Denizin Dibinden Merhabalar Sevgili Okuyucularımız,
Toprağı tarlada çiftçi eker, harman zamanı gelir biçer de biçer, son söz tarlanın sahibinindir ister satar ister yer, sonra da gönül rahatlığıyla hayatına devam eder. Çünkü izi vardır tarlada, çapalamıştır, karık yapmıştır, ilaçlamıştır, ekmiştir, sulamıştır, diplerini temizlemiştir, yabanileri toplamıştır, meyvesini ya da sebzesini hasat etmiştir, sökülecekleri sökmüştür, depolanacakları depolamıştır yani yapmışta yapmıştır eli hiç tarlasından eksik olmamıştır. Peki şöyle olsaydı eğer bu çiftçi bunları yapıp hasadını kahvede pişpirik oynayan başka bir insana verir miydi? Elbette ki vermezdi, ‘sen kimsin ne faydan oldu da bana benim hasadımı istiyorsun’ derdi ve aralarında büyük bir husumet oluşurdu.
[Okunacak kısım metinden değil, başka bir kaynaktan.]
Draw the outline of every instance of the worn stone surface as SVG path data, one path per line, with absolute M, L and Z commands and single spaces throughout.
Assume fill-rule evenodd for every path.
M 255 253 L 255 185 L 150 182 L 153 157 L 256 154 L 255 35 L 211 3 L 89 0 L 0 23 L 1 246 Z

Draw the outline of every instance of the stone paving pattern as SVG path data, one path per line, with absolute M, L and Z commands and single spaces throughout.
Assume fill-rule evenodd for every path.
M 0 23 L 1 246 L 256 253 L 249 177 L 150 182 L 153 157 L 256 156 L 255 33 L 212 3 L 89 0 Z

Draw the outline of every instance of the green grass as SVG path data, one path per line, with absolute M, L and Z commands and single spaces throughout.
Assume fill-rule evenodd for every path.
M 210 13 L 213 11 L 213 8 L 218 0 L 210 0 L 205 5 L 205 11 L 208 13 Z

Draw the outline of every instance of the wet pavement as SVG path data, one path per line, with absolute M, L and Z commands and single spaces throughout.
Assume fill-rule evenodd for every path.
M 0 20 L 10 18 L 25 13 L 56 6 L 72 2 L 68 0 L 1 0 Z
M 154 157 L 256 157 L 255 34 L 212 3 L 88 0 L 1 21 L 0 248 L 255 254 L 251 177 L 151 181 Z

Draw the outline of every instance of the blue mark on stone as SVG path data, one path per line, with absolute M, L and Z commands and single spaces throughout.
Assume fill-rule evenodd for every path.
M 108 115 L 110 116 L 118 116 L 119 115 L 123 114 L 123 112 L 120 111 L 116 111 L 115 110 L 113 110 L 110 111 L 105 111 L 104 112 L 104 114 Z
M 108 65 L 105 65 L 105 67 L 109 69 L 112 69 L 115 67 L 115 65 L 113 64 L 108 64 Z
 Anlattığım örneklemede yanlış olan herhangi bir durum yok sanırım, çiftçi konusunda sonuna kadar haklı, peki bu durum siyasi partilerde neden tam olarak doğru düzgün işlemiyor. Her seçim dönemi binlerce adını sanını bilmediğimiz insanlar çıkıyor, seçim zamanının dışında ne bir etkinliğe katılmış, ne bir broşür dağıtmış, ne halka dokunmuş, ne kapı kapı gezmiş, ne bir yaraya merhem olmuş, ne bayrak asmış, kalkmış seçim döneminde sadece parası olduğu için ve gaza geldiği için bir yerlere aday olmaya çalışıyor. Bu ne özgüven, bu ne kendini bilmezlik, bu ne aymazlıktır.
SEN DOSTUM! Neredeydin seçim dönemlerinin dışında?
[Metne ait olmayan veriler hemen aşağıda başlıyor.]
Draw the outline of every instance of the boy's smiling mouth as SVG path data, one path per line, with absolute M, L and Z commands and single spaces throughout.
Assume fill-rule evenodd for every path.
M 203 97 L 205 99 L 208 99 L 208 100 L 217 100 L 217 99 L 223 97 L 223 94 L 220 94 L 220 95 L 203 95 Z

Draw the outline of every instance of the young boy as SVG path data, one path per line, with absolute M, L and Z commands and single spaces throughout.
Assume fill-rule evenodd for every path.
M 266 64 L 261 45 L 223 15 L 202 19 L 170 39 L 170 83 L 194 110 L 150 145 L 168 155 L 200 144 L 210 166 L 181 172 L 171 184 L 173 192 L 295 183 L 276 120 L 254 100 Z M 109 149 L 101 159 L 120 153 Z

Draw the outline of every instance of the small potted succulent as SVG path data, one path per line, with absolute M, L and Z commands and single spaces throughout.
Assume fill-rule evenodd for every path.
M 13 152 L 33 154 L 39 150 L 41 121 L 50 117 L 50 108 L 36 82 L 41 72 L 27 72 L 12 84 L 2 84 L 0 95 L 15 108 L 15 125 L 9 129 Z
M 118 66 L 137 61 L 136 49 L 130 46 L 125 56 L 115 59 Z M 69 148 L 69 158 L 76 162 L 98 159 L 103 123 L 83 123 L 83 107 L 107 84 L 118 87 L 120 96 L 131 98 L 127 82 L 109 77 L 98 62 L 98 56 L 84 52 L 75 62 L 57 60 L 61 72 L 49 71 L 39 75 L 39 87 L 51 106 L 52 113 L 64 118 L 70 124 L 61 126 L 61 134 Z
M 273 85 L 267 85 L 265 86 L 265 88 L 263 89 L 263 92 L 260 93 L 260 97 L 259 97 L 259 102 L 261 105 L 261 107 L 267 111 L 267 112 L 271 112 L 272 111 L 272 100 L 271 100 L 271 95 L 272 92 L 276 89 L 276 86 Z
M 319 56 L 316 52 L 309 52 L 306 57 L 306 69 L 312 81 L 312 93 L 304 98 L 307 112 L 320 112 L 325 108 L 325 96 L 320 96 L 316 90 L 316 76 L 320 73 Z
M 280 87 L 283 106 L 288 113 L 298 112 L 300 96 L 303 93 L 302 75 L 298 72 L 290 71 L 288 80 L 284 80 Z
SEN KIYMETLİ ADAY ADAYIM! Neredeydin tarlada ekinler ekilirken?
SEN HAK SAVUNUCUSU OLACAK HAKSIZ! Neredeydin boza pişerken?
 Sokakların savunuculuğunu sokaklarda ter dökenlere bırakın, paranız var diye her şeyiniz var zannetmeyin, siyasi partilerin içinde emek veren insanların emeklerini çalmayın, kalitesiz siyasi ortamlar yaratmaktan vazgeçin, halkın sorunlarından bi haber olarak olmak istediğiniz şeyi olmadan evvel lüks arabalarınızdan inip toplu taşıma araçları kullanmayı öğrenin, kısacası emek verin emek!
 Bu emeği verememişseniz eğer, gidin önce emek verilen yerden başlayın, tepeden inip emekçi insanların sinirlerini bozmayın, sizin gibi sınırlarını bilmeyen insanlar yüzünden ülke siyaseti liyakatten yoksun, halkından uzak ve kalitesiz bir yapıya bürünüyor, sonra ne oluyor meclise gönderilen milletin vekillerinden şu geride bırakacağımız dönem boyunca mikrafona çıkıp bir kelam etmemiş 184 vekil oluşuyor. Oturduğu konforlu koltuklarından ve yararlandığı ayrıcalıklardan faydalanıp ömrü boyunca emekli olacak şekilde çekip gidiyor. Buradan söz sahibi olan ve bu adaylıkları değerlendirmeye alacak sevgili yöneticilere çağrımdır, lütfen kriterlerinizin başında EMEK olsun(gönül ister ki her yapıda, her seçimde ön seçim olsun demokrasi demokrasi dalgalanalım), yoksa gerisi Yazıktır, Ayıptır, Günahtır…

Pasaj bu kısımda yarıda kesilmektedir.